Income payment protection insurance is perhaps one of the most confusing of all the payment protection policies available. This is a policy that can be taken out to safeguard against the fact that you might become unemployed or incapacitated while paying back loans. It is a short term policy that would usually payout for either 12 or 24 months depending on the provider.
Income payment protection can be taken out for a fixed premium that is based on the level of your income, up to a certain amount, that you wish to cover. It also takes into account how old you are at the time of applying for the protection. If you were to find yourself unemployed by reasons not of your own, or you suffered the misfortune of an accident or illness then you would be able to claim on the policy.
Taking out income payment protection insurance would mean that you would be able to take care of your essential outgoings. One of the most important of these outgoings is your mortgage. Continuing to meet your mortgage repayment each and every month without fail is essential. If you got behind with the repayments by just one payment then the lender would be in touch with you. As you would not know when you would be able to catch up on your arrears and continue to pay your mortgage, the lender could start proceedings to repossess your home. However with a policy to fall back on you would not have this worry. You would be able to meet the repayments as you normally would while concentrating on making a recovery or finding work.

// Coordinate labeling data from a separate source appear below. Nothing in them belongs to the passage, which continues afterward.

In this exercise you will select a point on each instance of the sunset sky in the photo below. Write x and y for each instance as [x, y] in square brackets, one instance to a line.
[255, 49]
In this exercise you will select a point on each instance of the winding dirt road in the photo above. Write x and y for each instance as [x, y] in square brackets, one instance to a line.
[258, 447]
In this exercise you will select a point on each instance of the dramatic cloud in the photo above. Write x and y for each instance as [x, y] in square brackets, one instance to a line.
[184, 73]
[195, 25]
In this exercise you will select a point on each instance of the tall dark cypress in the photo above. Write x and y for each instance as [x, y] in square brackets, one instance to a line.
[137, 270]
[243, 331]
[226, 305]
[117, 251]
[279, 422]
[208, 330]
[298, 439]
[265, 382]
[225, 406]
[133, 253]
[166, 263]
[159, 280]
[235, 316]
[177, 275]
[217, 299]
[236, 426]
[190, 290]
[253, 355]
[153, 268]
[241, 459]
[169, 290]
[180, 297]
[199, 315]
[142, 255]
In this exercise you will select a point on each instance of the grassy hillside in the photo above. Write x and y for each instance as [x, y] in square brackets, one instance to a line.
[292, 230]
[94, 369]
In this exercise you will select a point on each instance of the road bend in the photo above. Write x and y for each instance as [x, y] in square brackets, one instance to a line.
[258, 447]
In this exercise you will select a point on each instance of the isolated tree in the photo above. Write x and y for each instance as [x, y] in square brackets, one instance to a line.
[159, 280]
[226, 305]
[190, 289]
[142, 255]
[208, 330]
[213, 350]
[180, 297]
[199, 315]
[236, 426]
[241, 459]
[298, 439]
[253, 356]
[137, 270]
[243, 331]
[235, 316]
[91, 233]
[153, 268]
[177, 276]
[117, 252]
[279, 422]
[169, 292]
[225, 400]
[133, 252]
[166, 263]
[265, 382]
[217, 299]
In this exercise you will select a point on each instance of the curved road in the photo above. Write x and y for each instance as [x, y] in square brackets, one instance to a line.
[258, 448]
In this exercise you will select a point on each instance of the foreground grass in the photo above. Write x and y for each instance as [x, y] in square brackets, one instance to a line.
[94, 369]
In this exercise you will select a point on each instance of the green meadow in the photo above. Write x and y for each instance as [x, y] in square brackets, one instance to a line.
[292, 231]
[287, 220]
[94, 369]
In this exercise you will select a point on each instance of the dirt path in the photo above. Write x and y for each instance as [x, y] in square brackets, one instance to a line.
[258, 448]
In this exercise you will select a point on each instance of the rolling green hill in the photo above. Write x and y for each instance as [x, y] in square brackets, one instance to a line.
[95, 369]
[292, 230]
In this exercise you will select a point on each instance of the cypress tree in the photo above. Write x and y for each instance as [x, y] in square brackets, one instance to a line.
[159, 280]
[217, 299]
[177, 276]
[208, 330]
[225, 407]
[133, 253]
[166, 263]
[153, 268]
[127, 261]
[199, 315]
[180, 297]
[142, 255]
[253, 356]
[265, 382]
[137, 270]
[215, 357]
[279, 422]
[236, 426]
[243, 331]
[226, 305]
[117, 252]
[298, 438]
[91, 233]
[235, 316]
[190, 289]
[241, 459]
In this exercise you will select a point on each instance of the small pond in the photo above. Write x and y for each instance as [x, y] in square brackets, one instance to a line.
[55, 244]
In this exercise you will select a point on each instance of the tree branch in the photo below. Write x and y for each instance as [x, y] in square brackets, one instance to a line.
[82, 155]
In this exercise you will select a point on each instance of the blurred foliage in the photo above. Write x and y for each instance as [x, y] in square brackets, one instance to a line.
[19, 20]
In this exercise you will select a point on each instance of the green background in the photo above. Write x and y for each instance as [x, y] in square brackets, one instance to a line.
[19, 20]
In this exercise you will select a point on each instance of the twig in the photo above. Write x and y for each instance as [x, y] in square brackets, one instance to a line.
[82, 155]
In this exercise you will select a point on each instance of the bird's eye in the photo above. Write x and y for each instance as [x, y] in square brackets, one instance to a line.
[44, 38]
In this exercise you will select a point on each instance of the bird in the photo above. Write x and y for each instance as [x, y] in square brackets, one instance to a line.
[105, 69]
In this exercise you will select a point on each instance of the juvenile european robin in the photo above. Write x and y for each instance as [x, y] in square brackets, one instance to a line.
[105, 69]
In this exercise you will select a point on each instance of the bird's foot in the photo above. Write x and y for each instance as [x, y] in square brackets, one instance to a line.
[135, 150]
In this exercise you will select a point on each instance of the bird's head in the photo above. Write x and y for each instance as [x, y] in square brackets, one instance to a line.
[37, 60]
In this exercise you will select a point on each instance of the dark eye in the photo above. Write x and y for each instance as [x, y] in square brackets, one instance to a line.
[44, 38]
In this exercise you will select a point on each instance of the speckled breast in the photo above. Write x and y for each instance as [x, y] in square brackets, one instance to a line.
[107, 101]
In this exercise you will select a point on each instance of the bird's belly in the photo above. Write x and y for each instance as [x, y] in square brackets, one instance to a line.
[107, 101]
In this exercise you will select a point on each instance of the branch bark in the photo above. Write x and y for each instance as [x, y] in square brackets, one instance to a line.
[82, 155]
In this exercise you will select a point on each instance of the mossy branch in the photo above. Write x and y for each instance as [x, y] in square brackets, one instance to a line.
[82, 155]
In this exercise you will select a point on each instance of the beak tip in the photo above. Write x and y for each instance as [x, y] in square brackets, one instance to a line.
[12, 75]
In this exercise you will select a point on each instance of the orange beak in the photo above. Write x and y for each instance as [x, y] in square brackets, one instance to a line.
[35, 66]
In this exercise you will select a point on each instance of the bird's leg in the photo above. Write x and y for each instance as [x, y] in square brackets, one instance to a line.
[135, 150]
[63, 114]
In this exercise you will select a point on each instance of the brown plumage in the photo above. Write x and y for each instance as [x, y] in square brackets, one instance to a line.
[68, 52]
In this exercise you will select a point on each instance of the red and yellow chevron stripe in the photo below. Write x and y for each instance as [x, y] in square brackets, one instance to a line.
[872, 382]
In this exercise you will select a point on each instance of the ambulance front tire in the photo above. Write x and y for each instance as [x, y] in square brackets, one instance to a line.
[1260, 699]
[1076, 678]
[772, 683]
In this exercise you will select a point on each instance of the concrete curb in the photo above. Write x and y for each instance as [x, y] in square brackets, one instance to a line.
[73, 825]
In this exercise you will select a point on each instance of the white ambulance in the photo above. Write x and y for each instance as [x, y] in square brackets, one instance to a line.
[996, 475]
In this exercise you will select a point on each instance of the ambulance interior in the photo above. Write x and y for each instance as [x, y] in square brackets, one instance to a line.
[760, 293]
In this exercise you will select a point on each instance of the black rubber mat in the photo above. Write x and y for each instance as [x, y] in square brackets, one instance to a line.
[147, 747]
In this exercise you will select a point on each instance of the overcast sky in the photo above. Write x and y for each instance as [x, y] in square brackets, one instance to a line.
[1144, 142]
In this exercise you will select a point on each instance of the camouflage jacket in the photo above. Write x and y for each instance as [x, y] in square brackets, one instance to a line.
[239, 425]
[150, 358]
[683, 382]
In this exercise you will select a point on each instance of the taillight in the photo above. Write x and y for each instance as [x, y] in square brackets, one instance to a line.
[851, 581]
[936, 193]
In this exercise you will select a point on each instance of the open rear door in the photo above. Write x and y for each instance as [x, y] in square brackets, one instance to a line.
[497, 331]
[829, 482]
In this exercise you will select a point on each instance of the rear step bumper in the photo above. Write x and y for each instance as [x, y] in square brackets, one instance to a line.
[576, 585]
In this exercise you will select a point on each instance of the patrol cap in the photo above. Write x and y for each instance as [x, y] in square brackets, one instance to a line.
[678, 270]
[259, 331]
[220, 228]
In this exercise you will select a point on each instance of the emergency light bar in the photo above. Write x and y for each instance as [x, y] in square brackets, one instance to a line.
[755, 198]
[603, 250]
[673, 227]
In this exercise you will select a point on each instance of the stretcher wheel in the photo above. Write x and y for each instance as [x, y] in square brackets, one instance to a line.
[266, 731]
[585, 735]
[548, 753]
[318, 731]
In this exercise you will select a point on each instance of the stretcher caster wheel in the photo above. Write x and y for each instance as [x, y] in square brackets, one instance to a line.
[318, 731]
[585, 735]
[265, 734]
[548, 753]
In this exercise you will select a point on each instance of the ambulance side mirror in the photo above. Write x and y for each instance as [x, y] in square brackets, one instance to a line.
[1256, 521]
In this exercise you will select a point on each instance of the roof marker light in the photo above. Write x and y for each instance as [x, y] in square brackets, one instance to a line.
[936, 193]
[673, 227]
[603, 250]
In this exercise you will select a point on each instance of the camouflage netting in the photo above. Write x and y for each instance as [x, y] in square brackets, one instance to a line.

Any loan commitments that you had could also be taken care of this way. Loan and credit card repayments have to be kept up otherwise you will have a bad credit mark on file and this affects any future borrowing. This however could be the very least of your worries as the lender could take you to court and you might have a County Court Judgement against you. Your lender could also seek possession of your belongings to get back what you owe.
Your policy would also allow you to keep up with any other outgoings you pay to maintain your lifestyle. Heating, lighting and food bills could all be paid as could anything else. Income payment protection insurance has to be shopped around for as you would with any form of insurance. Policies differ with providers so you do have to check the terms and conditions of the cover to see what exclusions reside in the policy and when it would start and end. Providers have different starting dates for their cover. This is the amount of time that you have to be unemployed or incapacitated before you would be able to put in a claim. Usually this is between the 30th and 90th day. As no one knows what might happen in the future having a back up plan to rely on is essential and relying on savings you have accumulated or benefit from the State could be futile.
Income Payment Protection Insurance
There are many reasons why you should give income payment protection insurance some thought. With a policy behind you, you are able to have a replacement income each month if you should lose your own by falling ill or suffering an accident. If you were to become unemployed by such as redundancy then you would also be covered by your policy which would leave you stress free regarding your finances. You would be able to meet outgoings just as you did when you were working and this would allow you to think about making a recovery or to find work again.
Being able to continue meeting your mortgage repayments each month is essential if you cannot and you get behind on your mortgage repayments then the lender will take action against you. If you have not got the money to be able to come to an agreement with your lender then the lender will have no choice but to take the first steps towards repossessing. Income payment protection insurance can provide you with an income each month that would cover up to so much of your own income each month. This would allow you to have enough money in the bank for the direct debit to go out each month for your mortgage.
Of course you will have many other outgoings to make, you could for instance have to repay loans or borrowings made on credit cards. Your heating and lighting bills, council tax and all other essential outgoings would have to be maintained. By paying a premium each month you would have the money needed to take care of all of these outgoings. Your premium would be based on how much of your income you wished to insure against up to a certain amount. You would then have to stand to so many days once you had become unemployed or had been declared incapacitated.
You have to compare the terms and conditions of the policy as this is where you can find when your policy would last and for how long it would pay. Providers will usually ask for a deferment period of 30 to 90 days before paying and some will backdate cover to the first day of unemployment or incapacity. Some will pay out for a period of 12 months before the policy ceases and with others it could be for up to 24 months. After the period has ended it is assumed that you will have found work or will have made a recovery and be back at work.
Income payment protection insurance does need to be shopped around for if you are to get the best deal. Standalone provider's offer the cheapest premiums and even these will vary. When comparing quotes to protect your income always look at the terms and conditions to see what exclusions there are in the policy. All policies will have some and these must be checked against your circumstances. The amount of exclusions to be found in the policy will depend on the provider with some adding in more than others.
Simon Burgess has sinced written about articles on various topics from Mortgage Insurance, Finances and Income Protection Insurance. Simon Burgess is Managing Director of the award-winning , a specialist provider of. Simon Burgess's top article generates over 74000 views. to your Favourites.